Wondering if you meet the “homebound criteria” required by Medicare and some insurance policies? We've created this quick guide to help.

Medicare defines an individual as homebound if he/she:

  • Is unable to leave the home due to an illness or injury (not just due to weakness and feebleness or old age)
  • Experiences a considerable and taxing effort to leave and is absent from the home infrequently, for a short duration, or to receive medical care
  • Requires the assistance of a device, other persons or special transportation.

Homebound eligibility is not affected by frequent absences from the home when the reason for leaving is to receive medical care, provided the home health services could not reasonably be provided by the other medical care providers.
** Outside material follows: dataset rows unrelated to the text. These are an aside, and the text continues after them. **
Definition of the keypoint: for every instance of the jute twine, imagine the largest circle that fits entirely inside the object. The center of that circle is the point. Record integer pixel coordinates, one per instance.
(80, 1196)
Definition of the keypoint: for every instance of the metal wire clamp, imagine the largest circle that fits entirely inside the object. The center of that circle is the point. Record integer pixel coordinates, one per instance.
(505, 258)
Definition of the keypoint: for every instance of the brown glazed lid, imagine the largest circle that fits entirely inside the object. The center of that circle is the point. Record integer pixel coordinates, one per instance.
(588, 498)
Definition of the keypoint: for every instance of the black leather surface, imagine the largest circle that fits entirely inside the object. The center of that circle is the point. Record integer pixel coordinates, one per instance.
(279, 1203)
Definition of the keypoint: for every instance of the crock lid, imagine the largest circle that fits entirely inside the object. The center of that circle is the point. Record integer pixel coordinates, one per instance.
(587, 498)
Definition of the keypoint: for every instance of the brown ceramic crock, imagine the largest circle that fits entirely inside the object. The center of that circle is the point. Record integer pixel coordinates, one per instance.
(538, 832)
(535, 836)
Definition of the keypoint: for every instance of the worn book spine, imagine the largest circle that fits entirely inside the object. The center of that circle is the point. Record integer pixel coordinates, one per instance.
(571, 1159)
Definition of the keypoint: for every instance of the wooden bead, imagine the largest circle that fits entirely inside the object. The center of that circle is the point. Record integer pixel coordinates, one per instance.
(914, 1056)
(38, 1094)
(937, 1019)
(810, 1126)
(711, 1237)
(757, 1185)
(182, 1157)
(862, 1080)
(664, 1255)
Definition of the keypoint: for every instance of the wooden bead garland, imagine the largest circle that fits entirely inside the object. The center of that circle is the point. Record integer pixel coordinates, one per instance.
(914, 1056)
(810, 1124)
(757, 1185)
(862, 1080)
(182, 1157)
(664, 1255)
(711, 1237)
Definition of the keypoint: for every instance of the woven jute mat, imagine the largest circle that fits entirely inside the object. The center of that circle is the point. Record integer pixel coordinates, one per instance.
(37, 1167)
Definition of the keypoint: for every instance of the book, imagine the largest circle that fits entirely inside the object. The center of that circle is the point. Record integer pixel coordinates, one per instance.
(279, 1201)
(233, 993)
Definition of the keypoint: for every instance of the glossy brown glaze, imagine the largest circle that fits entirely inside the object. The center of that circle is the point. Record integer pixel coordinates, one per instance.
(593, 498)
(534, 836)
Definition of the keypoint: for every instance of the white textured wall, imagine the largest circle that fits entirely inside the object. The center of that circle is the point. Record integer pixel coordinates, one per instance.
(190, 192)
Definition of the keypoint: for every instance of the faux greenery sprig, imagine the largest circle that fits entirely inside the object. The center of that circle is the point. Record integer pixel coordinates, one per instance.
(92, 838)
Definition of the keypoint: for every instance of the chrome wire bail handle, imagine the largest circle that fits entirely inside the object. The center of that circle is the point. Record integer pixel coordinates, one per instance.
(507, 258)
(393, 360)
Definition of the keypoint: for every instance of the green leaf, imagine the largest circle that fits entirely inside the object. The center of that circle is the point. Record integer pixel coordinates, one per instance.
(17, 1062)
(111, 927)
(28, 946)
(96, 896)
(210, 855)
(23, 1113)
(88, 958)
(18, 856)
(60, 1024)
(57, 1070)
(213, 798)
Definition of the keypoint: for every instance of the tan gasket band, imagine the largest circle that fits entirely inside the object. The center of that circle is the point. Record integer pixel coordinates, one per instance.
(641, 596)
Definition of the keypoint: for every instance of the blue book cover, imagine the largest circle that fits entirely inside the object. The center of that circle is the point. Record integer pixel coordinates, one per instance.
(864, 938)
The Centers for Medicare and Medicaid Services (CMS) refined the definition of Homebound status and added the following information:

  • The new definition explicitly allows absences from home to participate "in therapeutic, psychosocial or medical treatment in an adult-day-care program that is licensed or certified by a state." Such violations will not be considered violations of the homebound criteria.
  • Additional clarification includes the absences to attend religious services will be considered an "absence of infrequent or short duration," and allowable under the homebound definition.

An individual would NOT be considered homebound if he/she:

  • Leaves the home frequently for social activities
  • Goes to a day care center for non-medical purposes or to a relative's house part of the time (except Alzheimer's-specific daycare centers)
  • Leaves the home against physician's orders, if this is done frequently or for long periods of the time
  • Leaves the home for shopping or business on a regular basis.

Medicare will pay for home care visits when the following criteria have been met:

  • The patient must be enrolled in the Medicare program during the time the services are provided and be eligible for benefits.
  • A Medicare certified agency must provide services.
  • A physician who establishes and periodically reviews the plan of care at least every 60 days must order the services.
  • Services must be provided in the patient's place of residence.
  • If at least one of the qualifying services is needed, Medicare covers the following services: home health aide services, medical social services, medical supplies, and durable medical equipment and supplies.
  • Patients receiving home health services must have a face-to-face encounter with their physician, either 90 days prior to admission or within 30 days of admission for the reason they are receiving home care.
  • The patient must be homebound.
  • The services must be medically reasonable and necessary tot he treatment of an illness or injury.
  • The patient must need a qualifying skilled service (Skilled Nursing, Physical Therapy, Speech Therapy on an Intermittent basis or continued care from an Occupational Therapist).